U.S. Court of Appeals for the Fourth Circuit, 2014

United States v. Delvaz Saunders

United States v. Delvaz Saunders
U.S. Court of Appeals for the Fourth Circuit · Decided September 3, 2014 · Keenan, Wynn, Hamilton
583 F. App'x 69

United States v. Delvaz Saunders

Opinion

Dismissed by unpublished PER CURIAM opinion.

Unpublished opinions are not binding precedent in this circuit.

PER CURIAM:

Delvaz Saunders seeks to appeal the district.court’s order denying relief on his 28 U.S.C. § 2255 (2012) motion. The order is not appealable unless a circuit justice or judge issues a certificate of appealability. 28 U.S.C. § 2253(c)(1)(B) (2012). A certificate of appealability will not issue *70 absent “a substantial showing of the denial of a constitutional right.” 28 U.S.C. § 2253(c)(2) (2012). When the district court denies relief on the merits, a prisoner satisfies this standard by demonstrating that reasonable jurists would find that the district court’s assessment of the constitutional claims is debatable or wrong. Slack v. McDaniel, 529 U.S. 473, 484, 120 S.Ct. 1595, 146 L.Ed.2d 542 (2000); see Miller-El v. Cockrell, 537 U.S. 322, 336-38, 123 S.Ct. 1029, 154 L.Ed.2d 931 (2003). When the district court denies relief on procedural grounds, the prisoner must demonstrate both that the dispositive procedural ruling is debatable, and that the motion states a debatable claim of the denial of a constitutional right. Slack, 529 U.S. at 484-85, 120 S.Ct. 1595.

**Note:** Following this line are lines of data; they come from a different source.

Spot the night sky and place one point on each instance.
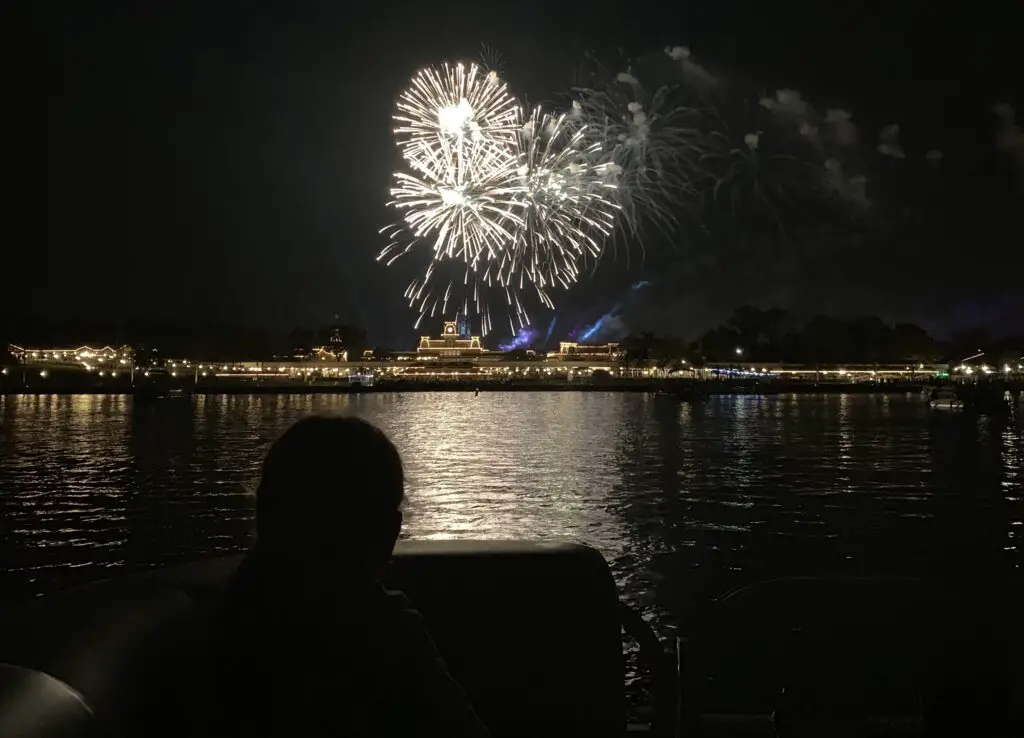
(217, 161)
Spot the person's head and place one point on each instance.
(331, 492)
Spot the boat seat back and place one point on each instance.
(96, 660)
(531, 631)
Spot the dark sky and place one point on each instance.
(231, 161)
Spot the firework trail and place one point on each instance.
(565, 206)
(507, 204)
(647, 135)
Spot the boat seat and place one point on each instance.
(531, 631)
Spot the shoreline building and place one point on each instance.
(455, 342)
(587, 352)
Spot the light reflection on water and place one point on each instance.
(685, 501)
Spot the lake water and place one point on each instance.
(685, 501)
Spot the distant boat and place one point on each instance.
(945, 399)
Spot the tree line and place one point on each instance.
(771, 336)
(751, 334)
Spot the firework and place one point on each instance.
(508, 205)
(564, 208)
(648, 136)
(456, 109)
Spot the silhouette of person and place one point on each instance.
(310, 642)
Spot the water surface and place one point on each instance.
(685, 501)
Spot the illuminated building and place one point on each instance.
(84, 355)
(451, 343)
(580, 351)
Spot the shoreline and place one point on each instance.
(659, 387)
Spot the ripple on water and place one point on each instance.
(686, 502)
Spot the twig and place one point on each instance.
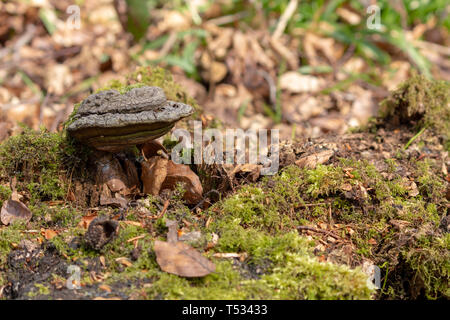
(136, 238)
(284, 19)
(168, 45)
(414, 138)
(166, 205)
(228, 19)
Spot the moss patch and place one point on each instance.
(421, 100)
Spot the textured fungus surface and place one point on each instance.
(110, 121)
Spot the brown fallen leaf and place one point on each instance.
(159, 173)
(124, 261)
(172, 234)
(13, 210)
(105, 287)
(154, 172)
(313, 160)
(86, 220)
(152, 148)
(182, 173)
(49, 233)
(181, 259)
(100, 232)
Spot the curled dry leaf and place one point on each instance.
(86, 221)
(152, 148)
(182, 173)
(313, 160)
(13, 210)
(154, 172)
(295, 82)
(49, 233)
(159, 174)
(181, 259)
(100, 232)
(172, 234)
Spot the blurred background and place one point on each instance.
(305, 67)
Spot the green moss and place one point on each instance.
(431, 266)
(35, 159)
(423, 100)
(148, 76)
(5, 193)
(153, 76)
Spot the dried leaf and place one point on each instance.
(154, 172)
(100, 232)
(313, 160)
(181, 259)
(13, 210)
(152, 148)
(49, 234)
(295, 82)
(172, 235)
(86, 220)
(124, 261)
(181, 173)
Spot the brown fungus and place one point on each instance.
(110, 121)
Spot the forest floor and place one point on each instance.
(363, 185)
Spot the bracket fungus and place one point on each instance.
(110, 121)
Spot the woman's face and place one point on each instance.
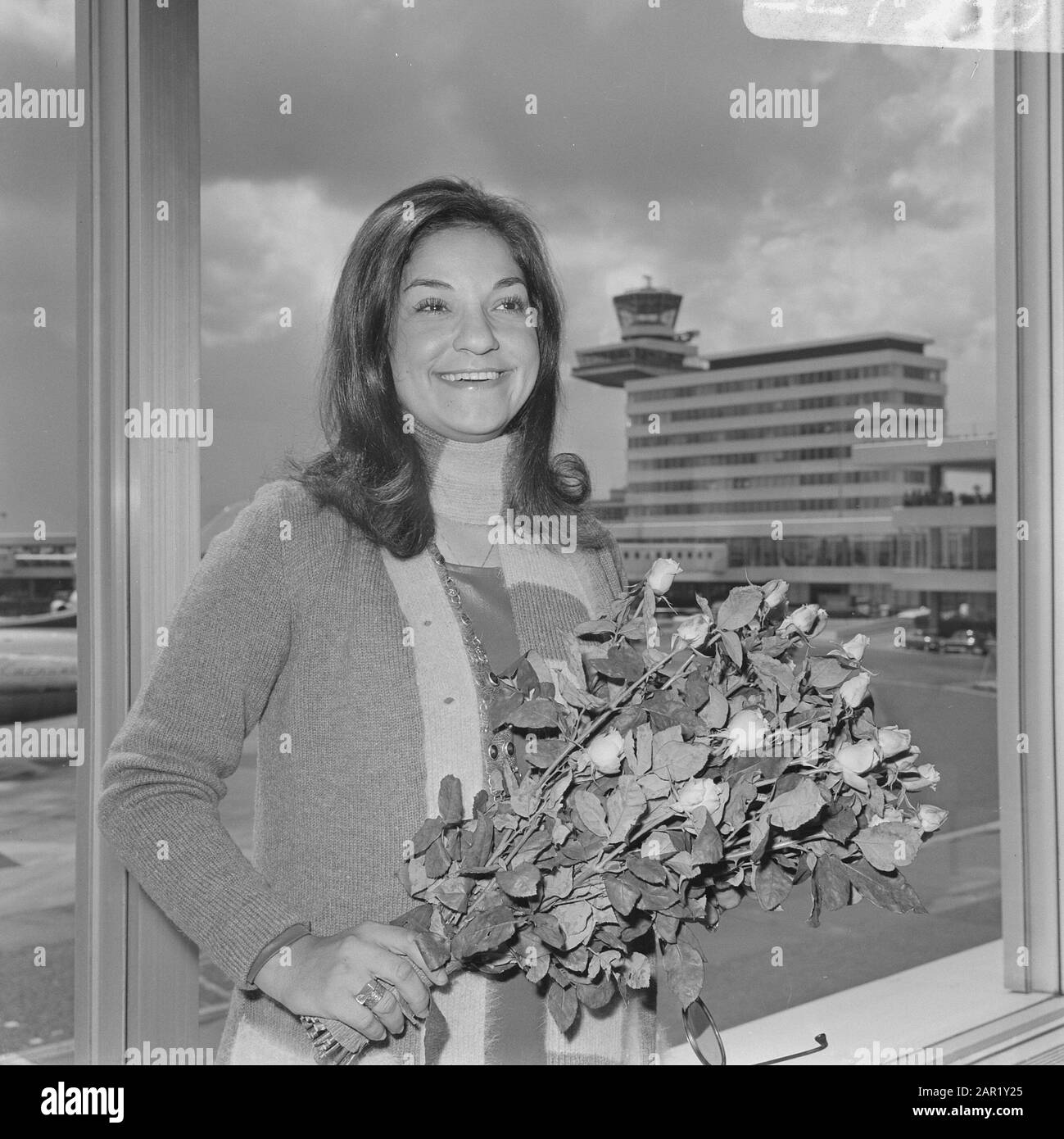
(462, 356)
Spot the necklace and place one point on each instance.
(497, 746)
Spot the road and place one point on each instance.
(956, 875)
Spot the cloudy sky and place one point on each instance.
(633, 106)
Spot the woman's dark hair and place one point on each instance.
(374, 472)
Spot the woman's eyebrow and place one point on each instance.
(429, 283)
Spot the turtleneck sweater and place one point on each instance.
(353, 665)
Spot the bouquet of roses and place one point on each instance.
(665, 786)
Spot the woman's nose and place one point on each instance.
(475, 333)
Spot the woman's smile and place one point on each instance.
(464, 356)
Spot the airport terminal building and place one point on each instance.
(797, 461)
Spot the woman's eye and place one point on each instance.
(430, 304)
(514, 303)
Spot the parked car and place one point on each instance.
(965, 640)
(922, 639)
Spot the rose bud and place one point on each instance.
(851, 761)
(931, 818)
(806, 619)
(747, 732)
(894, 741)
(695, 630)
(661, 574)
(728, 899)
(927, 777)
(605, 752)
(775, 592)
(855, 647)
(704, 793)
(855, 689)
(858, 758)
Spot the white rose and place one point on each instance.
(661, 574)
(695, 630)
(894, 741)
(704, 793)
(927, 776)
(931, 818)
(605, 752)
(776, 592)
(855, 689)
(806, 619)
(855, 647)
(745, 730)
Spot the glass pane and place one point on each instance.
(38, 541)
(745, 292)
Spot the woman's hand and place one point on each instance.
(326, 974)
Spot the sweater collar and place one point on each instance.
(465, 479)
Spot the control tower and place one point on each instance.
(649, 344)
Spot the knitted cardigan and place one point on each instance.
(353, 665)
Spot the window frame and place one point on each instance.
(138, 302)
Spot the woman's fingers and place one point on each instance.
(389, 966)
(360, 1019)
(404, 941)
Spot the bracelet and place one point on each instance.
(292, 934)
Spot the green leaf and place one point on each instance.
(681, 761)
(591, 812)
(741, 795)
(622, 894)
(686, 969)
(733, 647)
(889, 844)
(577, 920)
(717, 711)
(435, 949)
(637, 972)
(795, 808)
(563, 1006)
(695, 691)
(708, 847)
(437, 861)
(523, 882)
(645, 737)
(825, 672)
(772, 672)
(451, 800)
(740, 607)
(550, 929)
(538, 712)
(559, 883)
(477, 847)
(427, 834)
(596, 995)
(772, 884)
(624, 808)
(648, 869)
(840, 823)
(484, 933)
(831, 887)
(888, 891)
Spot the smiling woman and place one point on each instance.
(356, 613)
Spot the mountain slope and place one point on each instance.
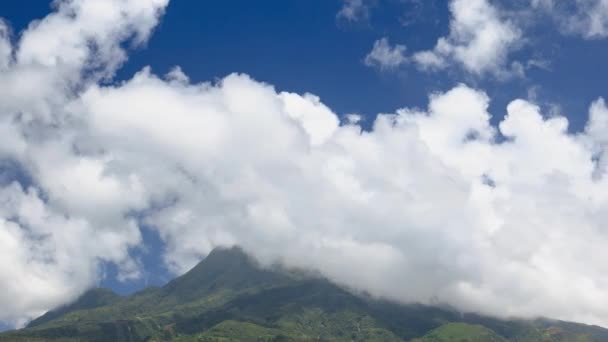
(227, 297)
(91, 299)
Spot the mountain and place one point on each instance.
(228, 297)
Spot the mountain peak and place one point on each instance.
(225, 269)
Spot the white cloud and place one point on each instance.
(384, 56)
(480, 40)
(353, 10)
(588, 18)
(425, 206)
(52, 235)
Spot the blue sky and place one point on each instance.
(160, 200)
(301, 46)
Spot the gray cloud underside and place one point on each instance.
(428, 206)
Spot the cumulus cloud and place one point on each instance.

We have independently reviewed the record and conclude that Saunders has not made the requisite showing. The district court lacked jurisdiction to consider Saunders’ motion to vacate because it was a successive and unauthorized § 2255 motion. * In the absence of pre-filing authorization from this court, the district court lacks jurisdiction to hear a successive § 2255 motion. See 28 U.S.C. § 2244(b)(3) (2012). Accordingly, we deny a certificate of appealability and dismiss the appeal. We dispense with oral argument because the facts and legal contentions are adequately presented in the materials before this court and argument would not aid the decisional process.

DISMISSED.

*

In its memorandum denying relief on Saunders' first § 2255 motion, the district court noted its intent to enter an amended judgment reducing Saunders' term of supervised release from the ten-year term imposed at sentencing to the five-year term stipulated in the plea agreement. However, the district court's docket does not reflect that it has entered an amended judgment reducing Saunders' term of supervised release, and in fact, a subsequent amended judgment indicates a supervised release term of ten years.